O foco da atenção dos investidores tanto internamente quanto no exterior é a reforma da Previdência que o governo enviará ao Congresso no mês que vem e que, imagina-se, será uma proposta que vai além do projeto de Michel Temer aprovado na Comissão Mista da Câmara. Eles querem saber das articulações políticas do novo governo para a aprovação da nova Previdência e sobre qual será o envolvimento do presidente da República na reforma, dentre inúmeras outras perguntas. "O interesse no Brasil é enorme e fiquei impressionado", comentou Mesquita.
O país é um caso singular no mundo. Está com as principais questões macroeconômicas resolvidas, mas carrega um déficit próximo de 7% do PIB e uma dívida de quase 80% do PIB. Ou seja, tem uma situação fiscal totalmente fora do prumo.
Os destaques, do lado macro, são para os juros, que estão baixos de forma sustentável, para a inflação, que está sob controle, para os preços administrado, que estão bem alinhados, e para a grande capacidade ociosa da economia.

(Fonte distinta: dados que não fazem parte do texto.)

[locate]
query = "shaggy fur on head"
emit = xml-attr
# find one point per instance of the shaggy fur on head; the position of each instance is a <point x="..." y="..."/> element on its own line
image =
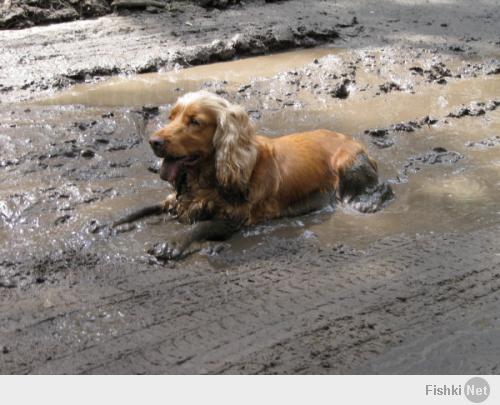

Paralelamente a isso, o endividamento das empresas estatais (basicamente Petrobras e Eletrobras) diminui e os bancos públicos encolhem, gradualmente, sua participação no mercado de crédito. Os bancos privados, por seu turno, estão dispostos a responder positivamente à desestatização do crédito no país, expandindo sua fatia de mercado.

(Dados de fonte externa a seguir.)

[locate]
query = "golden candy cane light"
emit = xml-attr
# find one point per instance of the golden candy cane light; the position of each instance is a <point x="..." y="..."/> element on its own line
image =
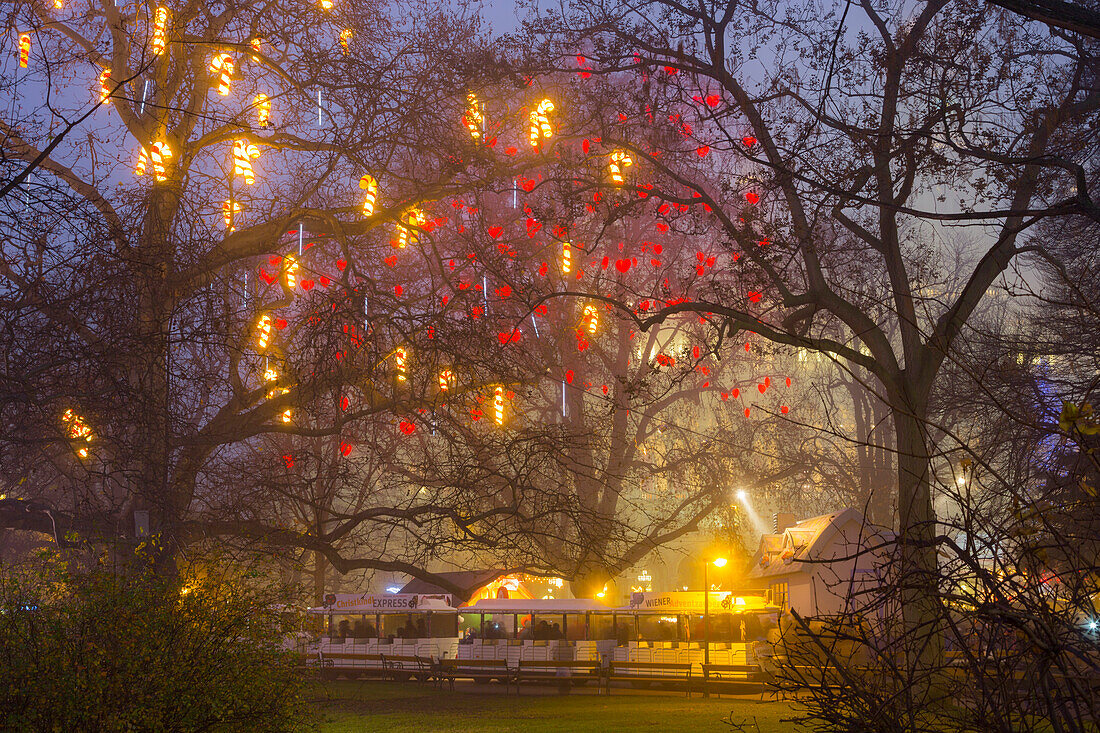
<point x="400" y="360"/>
<point x="243" y="151"/>
<point x="263" y="331"/>
<point x="223" y="66"/>
<point x="498" y="405"/>
<point x="263" y="105"/>
<point x="473" y="117"/>
<point x="619" y="160"/>
<point x="160" y="33"/>
<point x="229" y="209"/>
<point x="158" y="155"/>
<point x="290" y="269"/>
<point x="540" y="122"/>
<point x="77" y="429"/>
<point x="105" y="91"/>
<point x="591" y="318"/>
<point x="371" y="186"/>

Bolsonaro é o presidente com as melhores condições cíclicas no começo de mandato, aponta Mário Torós, sócio da Ibiúna Investimentos e também ex-diretor do Banco Central.
Tomando como um dado que a produtividade do trabalho aqui corresponde a um quatro da produtividade de um trabalhador nos Estados Unidos, a economia está razoavelmente bem arrumada e o hiato do PIB é grande o suficiente para permitir o crescimento não inflacionário da economia antes mesmo da expansão dos investimentos.
Mas, ao mesmo tempo, tem uma das piores situações fiscais do mundo, realça Torós. "Ela é ruim tanto no fluxo quanto no estoque", completa ele.
O lado positivo dessa questão é que, depois de tanto circundar os problemas, agora sabe-se exatamente o que tem que ser feito. O teto dos gastos demanda a reforma da Previdência e esta, hoje, já é mais bem compreendida e tem maiores condições de ser aprovada do que no passado recente.
E mesmo que a reforma de Bolsonaro apenas reduza o tempo da transição de 20 para 15 anos, como noticiado, o valor dessa mudança é bem relevante.
O fato é que a piora das contas públicas foi tanta que ficou mais fácil de ser resolvida.
Mas a calmaria é passageira.
O economista e ex-presidente do Banco Central Chico Lopes ofereceu o primeiro emprego a Paulo Guedes quando o agora ministro da Economia voltou de Chicago, no fim dos anos de 1970. Lopes era superintendente do Inpes/Ipea escolhido pelo então ministro do Planejamento, Mário Henrique Simonsen, em 1979. A oferta de emprego, porém, não vingou. Primeiro porque o salário era baixo e insuficiente para os planos de Guedes de comprar um apartamento. Segundo, porque Simonsen pediu demissão em outubro daquele mesmo ano e Chico Lopes perdeu o cargo.
Como se vê, ambos se conhecem há muitos anos e pode-se dizer que são amigos.
Em um evento no Rio, na semana passada, que reuniu 12 ex-presidentes do Banco Central, Chico Lopes contou a história acima, de como conheceu o jovem economista da escola de Chicago, e fez um reparo pertinente ao discurso do agora ministro da Economia - que tem feito críticas aos 30 anos de social-democracia no Brasil (PMDB, PSDB e PT). Durante todo esse tempo, diz Guedes, eles promoveram o inchaço do Estado, cujos gastos saltaram de 18% do PIB para 40% do PIB em 40 anos, a partir do governo militar.
"Acho que o Paulo [Guedes] está cometendo uma injustiça, ao não reconhecer que foi a social-democracia que construiu as bases da estabilização com o Plano Real, a criação do Copom com o regime de metas - que conferiu a independência ao BC - e a lei do teto do gasto", disse o ex-presidente do BC.
Chico Lopes admite que essa foi uma construção custosa e lenta, mas advoga que foi justamente essa herança da social-democracia brasileira que "botou a bola na marca do pênalti para a liberal-democracia marcar o gol".